Visual Studio produces the following warning:

```warning C4244: 'initializing': conversion from 'double' to 'int', possible loss of data
```

In general, narrowing conversions should be avoided, but there are situational cases where you might need to do one. In such cases, you should make the implicit narrowing conversion explicit by using `static_cast`. For example:

``````void someFcn(int i)
{
}

int main()
{
double d{ 5.0 };

someFcn(static_cast<int>(d)); // good: we're explicitly telling the compiler this narrowing conversion is expected, no warning generated

return 0;
}``````

Best practice

Avoid narrowing conversions whenever possible. If you do need to perform one, use `static_cast` to make it an explicit conversion.

Brace initialization disallows narrowing conversions

Narrowing conversions are strictly disallowed when using brace initialization (which is one of the primary reasons this initialization form is preferred):

``````int main()
{
int i { 3.5 }; // won't compile
}``````

Visual Studio produces the following error:

```error C2397: conversion from 'double' to 'int' requires a narrowing conversion
```

More on numeric conversions

The specific rules for numeric conversions are complicated and numerous, so here are the most important things to remember.

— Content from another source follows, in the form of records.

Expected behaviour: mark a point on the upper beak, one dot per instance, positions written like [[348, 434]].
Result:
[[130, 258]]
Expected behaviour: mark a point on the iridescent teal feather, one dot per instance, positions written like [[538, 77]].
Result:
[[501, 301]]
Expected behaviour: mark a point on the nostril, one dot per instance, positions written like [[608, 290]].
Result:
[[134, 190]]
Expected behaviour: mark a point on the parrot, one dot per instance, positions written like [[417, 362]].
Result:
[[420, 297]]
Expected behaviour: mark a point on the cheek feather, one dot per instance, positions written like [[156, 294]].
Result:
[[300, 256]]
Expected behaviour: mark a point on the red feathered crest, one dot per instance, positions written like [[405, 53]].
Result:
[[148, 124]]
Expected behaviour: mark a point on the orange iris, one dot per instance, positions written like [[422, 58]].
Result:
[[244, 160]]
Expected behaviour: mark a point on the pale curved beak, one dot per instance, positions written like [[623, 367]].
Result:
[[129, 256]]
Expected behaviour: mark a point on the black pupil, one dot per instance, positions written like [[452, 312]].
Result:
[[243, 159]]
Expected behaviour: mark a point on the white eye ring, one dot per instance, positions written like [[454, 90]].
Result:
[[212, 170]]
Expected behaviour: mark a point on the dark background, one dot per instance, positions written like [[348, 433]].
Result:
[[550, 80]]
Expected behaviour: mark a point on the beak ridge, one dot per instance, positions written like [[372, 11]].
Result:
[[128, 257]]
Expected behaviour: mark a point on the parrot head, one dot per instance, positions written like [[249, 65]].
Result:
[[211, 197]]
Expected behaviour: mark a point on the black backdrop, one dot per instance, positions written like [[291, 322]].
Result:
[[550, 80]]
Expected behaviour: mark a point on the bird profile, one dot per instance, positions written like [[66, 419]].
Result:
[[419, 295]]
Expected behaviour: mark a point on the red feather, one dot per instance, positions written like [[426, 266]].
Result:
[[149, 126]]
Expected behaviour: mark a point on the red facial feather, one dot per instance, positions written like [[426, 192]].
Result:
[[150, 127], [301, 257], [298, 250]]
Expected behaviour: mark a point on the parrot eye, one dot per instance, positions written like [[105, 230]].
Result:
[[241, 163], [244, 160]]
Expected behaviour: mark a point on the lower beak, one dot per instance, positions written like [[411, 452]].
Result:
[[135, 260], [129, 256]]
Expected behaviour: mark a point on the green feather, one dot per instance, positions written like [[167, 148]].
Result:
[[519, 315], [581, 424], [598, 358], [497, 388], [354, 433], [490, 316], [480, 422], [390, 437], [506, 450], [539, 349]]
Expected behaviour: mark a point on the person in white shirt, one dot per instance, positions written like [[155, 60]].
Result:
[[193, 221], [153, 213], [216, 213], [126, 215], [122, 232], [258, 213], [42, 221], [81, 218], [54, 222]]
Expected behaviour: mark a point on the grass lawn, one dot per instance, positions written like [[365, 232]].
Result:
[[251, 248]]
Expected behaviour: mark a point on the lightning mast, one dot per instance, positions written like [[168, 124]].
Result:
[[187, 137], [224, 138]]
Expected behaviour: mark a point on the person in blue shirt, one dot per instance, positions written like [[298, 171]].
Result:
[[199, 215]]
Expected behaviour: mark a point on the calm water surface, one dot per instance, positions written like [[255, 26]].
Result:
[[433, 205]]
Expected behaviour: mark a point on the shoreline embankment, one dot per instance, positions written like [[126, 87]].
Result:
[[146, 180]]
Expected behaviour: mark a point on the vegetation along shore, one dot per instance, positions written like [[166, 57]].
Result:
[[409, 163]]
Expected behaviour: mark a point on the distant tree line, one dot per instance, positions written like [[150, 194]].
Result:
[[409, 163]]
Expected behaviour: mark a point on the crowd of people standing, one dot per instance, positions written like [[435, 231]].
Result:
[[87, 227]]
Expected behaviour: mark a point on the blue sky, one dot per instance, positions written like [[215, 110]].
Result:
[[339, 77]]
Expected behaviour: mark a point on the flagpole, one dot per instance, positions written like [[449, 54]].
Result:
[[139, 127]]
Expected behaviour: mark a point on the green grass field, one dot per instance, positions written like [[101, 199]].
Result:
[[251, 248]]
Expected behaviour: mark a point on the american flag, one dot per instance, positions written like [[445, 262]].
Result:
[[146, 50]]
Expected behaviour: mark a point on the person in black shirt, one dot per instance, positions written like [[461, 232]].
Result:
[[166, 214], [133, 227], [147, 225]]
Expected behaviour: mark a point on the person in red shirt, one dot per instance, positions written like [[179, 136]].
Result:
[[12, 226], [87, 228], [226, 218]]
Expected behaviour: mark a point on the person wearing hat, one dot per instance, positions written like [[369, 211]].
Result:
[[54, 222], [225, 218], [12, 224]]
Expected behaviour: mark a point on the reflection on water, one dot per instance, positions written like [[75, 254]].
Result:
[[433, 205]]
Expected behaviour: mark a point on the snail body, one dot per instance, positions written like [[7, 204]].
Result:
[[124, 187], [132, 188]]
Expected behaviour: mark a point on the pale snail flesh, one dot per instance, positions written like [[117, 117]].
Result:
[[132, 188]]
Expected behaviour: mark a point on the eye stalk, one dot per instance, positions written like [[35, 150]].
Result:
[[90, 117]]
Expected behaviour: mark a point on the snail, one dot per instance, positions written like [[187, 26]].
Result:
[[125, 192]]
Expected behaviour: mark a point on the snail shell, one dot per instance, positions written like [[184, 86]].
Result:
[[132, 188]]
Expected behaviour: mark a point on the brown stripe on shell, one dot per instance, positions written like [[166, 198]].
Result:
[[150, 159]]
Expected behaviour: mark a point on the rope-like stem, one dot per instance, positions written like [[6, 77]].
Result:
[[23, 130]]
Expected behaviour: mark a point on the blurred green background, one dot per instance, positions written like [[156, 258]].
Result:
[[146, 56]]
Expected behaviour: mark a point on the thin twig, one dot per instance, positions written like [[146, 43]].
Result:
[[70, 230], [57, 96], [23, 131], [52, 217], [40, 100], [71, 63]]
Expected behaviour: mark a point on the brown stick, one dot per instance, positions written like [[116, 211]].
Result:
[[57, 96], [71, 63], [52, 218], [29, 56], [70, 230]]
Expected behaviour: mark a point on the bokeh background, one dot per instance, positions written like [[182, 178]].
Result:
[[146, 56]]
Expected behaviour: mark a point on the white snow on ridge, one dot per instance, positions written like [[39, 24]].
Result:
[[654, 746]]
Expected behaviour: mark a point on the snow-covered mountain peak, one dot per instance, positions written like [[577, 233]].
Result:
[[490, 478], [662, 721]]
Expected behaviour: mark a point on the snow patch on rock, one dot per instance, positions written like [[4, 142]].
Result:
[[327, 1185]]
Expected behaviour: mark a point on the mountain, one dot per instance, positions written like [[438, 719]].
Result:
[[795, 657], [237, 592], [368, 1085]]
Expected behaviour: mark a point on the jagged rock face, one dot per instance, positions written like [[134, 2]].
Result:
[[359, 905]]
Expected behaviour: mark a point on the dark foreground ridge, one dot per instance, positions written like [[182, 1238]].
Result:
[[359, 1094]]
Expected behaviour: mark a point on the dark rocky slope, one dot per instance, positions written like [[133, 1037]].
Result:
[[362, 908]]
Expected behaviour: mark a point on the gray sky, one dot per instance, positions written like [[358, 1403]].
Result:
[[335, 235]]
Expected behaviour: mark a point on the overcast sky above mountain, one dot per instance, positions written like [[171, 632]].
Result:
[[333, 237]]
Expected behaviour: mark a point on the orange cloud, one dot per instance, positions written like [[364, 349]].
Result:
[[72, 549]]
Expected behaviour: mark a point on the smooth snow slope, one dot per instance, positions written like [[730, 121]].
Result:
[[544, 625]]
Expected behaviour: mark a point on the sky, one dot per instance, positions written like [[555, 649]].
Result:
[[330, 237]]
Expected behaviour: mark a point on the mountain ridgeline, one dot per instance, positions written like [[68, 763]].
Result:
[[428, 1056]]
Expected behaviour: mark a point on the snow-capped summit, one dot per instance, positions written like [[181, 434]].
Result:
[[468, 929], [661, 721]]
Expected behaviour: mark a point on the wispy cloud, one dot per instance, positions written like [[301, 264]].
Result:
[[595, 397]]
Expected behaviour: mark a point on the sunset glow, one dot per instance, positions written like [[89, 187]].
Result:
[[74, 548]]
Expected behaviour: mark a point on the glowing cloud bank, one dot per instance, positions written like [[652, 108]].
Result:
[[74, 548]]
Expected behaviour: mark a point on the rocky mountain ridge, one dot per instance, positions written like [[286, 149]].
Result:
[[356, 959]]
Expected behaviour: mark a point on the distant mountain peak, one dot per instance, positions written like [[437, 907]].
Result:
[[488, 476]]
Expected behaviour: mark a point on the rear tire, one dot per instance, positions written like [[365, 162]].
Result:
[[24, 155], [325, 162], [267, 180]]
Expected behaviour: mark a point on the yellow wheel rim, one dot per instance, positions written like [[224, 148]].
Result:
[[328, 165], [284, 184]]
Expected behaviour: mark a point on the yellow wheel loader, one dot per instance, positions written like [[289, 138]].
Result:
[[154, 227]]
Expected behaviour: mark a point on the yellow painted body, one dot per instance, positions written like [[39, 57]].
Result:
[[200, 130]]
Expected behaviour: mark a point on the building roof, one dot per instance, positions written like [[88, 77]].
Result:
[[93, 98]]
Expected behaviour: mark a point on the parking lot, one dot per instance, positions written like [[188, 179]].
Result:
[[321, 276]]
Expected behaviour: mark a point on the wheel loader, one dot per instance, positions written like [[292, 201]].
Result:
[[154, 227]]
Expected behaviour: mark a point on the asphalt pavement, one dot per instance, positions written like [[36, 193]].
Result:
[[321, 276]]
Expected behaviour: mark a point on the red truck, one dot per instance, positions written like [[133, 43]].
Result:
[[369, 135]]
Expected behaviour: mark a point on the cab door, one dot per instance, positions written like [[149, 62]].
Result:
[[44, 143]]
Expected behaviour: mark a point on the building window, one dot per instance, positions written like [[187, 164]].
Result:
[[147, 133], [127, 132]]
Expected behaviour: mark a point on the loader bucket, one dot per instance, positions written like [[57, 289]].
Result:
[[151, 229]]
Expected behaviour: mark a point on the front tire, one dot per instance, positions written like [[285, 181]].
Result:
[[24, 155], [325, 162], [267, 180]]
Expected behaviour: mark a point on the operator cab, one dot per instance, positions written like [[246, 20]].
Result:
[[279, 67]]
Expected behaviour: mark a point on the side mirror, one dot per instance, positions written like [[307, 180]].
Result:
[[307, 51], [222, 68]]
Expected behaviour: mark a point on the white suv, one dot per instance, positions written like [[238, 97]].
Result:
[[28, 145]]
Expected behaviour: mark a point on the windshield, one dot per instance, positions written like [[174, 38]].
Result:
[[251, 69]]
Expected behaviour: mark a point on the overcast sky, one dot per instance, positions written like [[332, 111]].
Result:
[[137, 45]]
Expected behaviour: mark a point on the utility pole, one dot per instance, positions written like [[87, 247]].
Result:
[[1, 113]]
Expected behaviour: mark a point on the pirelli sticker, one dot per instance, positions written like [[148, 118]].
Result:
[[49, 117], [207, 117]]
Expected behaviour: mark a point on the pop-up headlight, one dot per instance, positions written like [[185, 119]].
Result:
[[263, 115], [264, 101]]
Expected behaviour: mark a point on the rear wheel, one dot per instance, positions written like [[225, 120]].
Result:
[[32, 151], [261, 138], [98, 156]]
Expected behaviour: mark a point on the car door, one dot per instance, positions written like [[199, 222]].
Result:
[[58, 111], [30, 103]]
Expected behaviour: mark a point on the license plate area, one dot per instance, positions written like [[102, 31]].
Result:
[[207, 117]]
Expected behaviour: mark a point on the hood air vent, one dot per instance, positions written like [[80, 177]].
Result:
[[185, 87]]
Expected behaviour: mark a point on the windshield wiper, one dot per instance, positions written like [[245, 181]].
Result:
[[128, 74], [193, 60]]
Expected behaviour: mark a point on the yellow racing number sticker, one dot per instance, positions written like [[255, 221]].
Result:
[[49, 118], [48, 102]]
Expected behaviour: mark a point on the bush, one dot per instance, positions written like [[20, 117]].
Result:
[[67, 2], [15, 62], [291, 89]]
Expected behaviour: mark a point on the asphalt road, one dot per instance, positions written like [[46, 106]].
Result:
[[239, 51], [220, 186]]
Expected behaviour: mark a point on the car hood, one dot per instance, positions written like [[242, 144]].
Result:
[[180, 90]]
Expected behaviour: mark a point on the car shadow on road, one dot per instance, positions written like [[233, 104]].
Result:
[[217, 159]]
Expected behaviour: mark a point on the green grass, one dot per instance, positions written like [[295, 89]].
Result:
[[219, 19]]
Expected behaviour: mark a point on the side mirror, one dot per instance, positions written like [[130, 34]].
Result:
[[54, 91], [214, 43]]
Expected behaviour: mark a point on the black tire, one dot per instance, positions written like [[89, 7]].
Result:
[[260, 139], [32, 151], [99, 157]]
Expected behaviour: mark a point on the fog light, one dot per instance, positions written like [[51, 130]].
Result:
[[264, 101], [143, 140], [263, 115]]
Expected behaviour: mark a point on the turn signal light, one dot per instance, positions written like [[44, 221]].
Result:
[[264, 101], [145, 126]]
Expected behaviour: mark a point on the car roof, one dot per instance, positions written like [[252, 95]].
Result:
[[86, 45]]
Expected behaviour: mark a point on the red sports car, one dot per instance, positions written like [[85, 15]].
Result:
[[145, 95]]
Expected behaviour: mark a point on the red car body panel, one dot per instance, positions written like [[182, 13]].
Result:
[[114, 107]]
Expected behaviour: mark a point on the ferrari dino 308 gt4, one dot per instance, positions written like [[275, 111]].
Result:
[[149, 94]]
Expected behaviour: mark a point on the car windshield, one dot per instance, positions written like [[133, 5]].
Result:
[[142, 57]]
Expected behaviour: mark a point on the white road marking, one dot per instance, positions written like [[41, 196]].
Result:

In all cases, converting a value into a type whose range doesn’t support that value will lead to results that are probably unexpected. For example:

``````int main()
{
int i{ 30000 };
char c = i; // chars have range -128 to 127

std::cout << static_cast<int>(c);

return 0;
}``````

In this example, we’ve assigned a large integer to a variable with type `char` (that has range -128 to 127). This causes the char to overflow, and produces an unexpected result:

```48
```

Converting from a larger integral or floating point type to a smaller type from the same family will generally work so long as the value fits in the range of the smaller type. For example:

``````    int i{ 2 };
short s = i; // convert from int to short
std::cout << s << '\n';

double d{ 0.1234 };
float f = d;
std::cout << f << '\n';``````

This produces the expected result:

```2
0.1234
```

In the case of floating point values, some rounding may occur due to a loss of precision in the smaller type. For example:

``````    float f = 0.123456789; // double value 0.123456789 has 9 significant digits, but float can only support about 7
std::cout << std::setprecision(9) << f << '\n'; // std::setprecision defined in iomanip header``````

In this case, we see a loss of precision because the `float` can’t hold as much precision as a `double`:

```0.123456791
```

Converting from an integer to a floating point number generally works as long as the value fits within the range of the floating point type. For example:

``````    int i{ 10 };
float f = i;
std::cout << f;``````

This produces the expected result:

```10
```

Converting from a floating point to an integer works as long as the value fits within the range of the integer, but any fractional values are lost. For example:

``````    int i = 3.5;
std::cout << i << '\n';``````

In this example, the fractional value (.5) is lost, leaving the following result:

```3
```

While the numeric conversion rules might seem scary, in reality the compiler will generally warn you if you try to do something dangerous (excluding some signed/unsigned conversions).